City of Juxtapositions: Musings from a BMTC Bus
- Jan 8
- 2 min read
Updated: Feb 18
By SK Meenakshi

Bangalore: On a sunny day, frustrated, overheated, and overstimulated, I step into a BMTC Bus and find everyone looking down at their phones, with earplugs in. I take a seat in the very back, right next to a window and pull out a notepad and a pencil, wanting to rant about the state of my surroundings. If your attention span can handle it, let me tell you a story in verse. A story that you and I see everywhere, all around us but no one dares to articulate it. Before some unbearable academic wants to write a paper on it behind a paywall, let me tell my story to you all first.
So many people around the world have done their research on me. Today I'll do the research myself. You all love to write about me but today, I want to write about myself. You all love to observe me but today, I will be the one to make the observations. Today, I am not Bangalore or an IT city or a Metropolitan City or whatever other labels you impose on me.

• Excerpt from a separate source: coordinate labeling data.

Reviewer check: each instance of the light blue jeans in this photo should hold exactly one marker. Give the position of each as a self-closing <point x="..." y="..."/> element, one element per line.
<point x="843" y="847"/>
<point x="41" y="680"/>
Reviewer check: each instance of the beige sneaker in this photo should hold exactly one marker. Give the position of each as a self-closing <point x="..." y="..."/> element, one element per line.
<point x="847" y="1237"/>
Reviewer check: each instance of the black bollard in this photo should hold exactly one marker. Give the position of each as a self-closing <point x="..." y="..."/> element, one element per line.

Today, I am merely a silent observer in a BMTC Bus, quietly jotting down my thoughts. Perhaps you'll resonate with this version of me. Perhaps not. That's okay.
I
A chicken shop seated next to a mechanic shop,
Something is being butchered there,
Something is being fixed here,
A yellow-roofed auto zips by with a tricolour flag looped around its side mirror,
A clump of plastic bags spilling garbage and browned banana peels, a dead crow and a hungry cat.

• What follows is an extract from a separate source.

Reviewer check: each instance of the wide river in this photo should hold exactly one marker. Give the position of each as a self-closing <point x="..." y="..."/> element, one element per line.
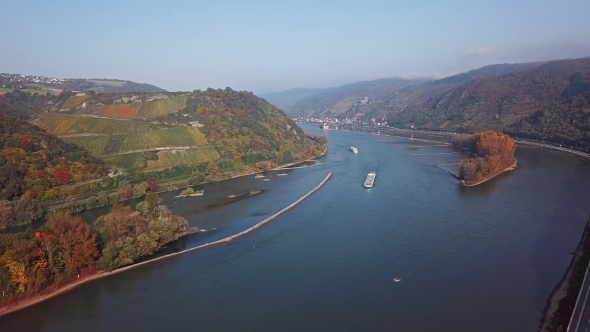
<point x="470" y="259"/>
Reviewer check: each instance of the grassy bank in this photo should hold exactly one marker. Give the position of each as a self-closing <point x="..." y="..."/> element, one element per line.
<point x="12" y="307"/>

Cows with curling red horns, paddling in the rush hour of traffic,
Crisscrossing busy roads, swishing tails, blocking cars and buses,
Someone reaches out, touches them with their palms reverently, a prayer oozing from their lips,
A prayer learnt in 6th grade, mum's insistence, steaming hot idlis and sambar for a reward.

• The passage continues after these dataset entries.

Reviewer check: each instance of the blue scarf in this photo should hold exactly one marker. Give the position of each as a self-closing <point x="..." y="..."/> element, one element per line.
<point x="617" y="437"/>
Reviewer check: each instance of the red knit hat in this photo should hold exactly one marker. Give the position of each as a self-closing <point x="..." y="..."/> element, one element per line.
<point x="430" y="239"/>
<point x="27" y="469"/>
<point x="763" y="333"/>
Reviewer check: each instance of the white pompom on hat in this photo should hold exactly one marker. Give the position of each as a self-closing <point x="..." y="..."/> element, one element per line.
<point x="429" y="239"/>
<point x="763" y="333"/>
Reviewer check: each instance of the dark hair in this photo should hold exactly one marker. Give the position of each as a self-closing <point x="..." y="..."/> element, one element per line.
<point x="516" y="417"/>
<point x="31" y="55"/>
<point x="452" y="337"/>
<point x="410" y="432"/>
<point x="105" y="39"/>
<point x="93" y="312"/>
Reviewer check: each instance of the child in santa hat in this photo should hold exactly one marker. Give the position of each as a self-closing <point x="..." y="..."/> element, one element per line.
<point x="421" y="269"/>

Migrant workers, rust in the air, the din of drilling and building, dust-caked hands and feet,
Children slung on their backs, childhood stitched along the borders of apartments they'll never inhabit,
Black and red ribbons, slates and white chalk, and if they're lucky, pastel-coloured chalks,
Cricket matches in wide playgrounds, Sundays of footballs and Panipuri.
Bengaval-uru (city of guards), Benda-kaalu-ooru (town of boiled beans),
Bengaluru, Bangalore city, a city of fluctuating identities,
A city that sails on the river of languages, a mishmash, a hotchpotch of cultures and accents,
We like to fasten our festivals around the tree branches and electric poles, gold and orange,
And the music thrums like a gasp, a heartbeat through the ever-ringing streets.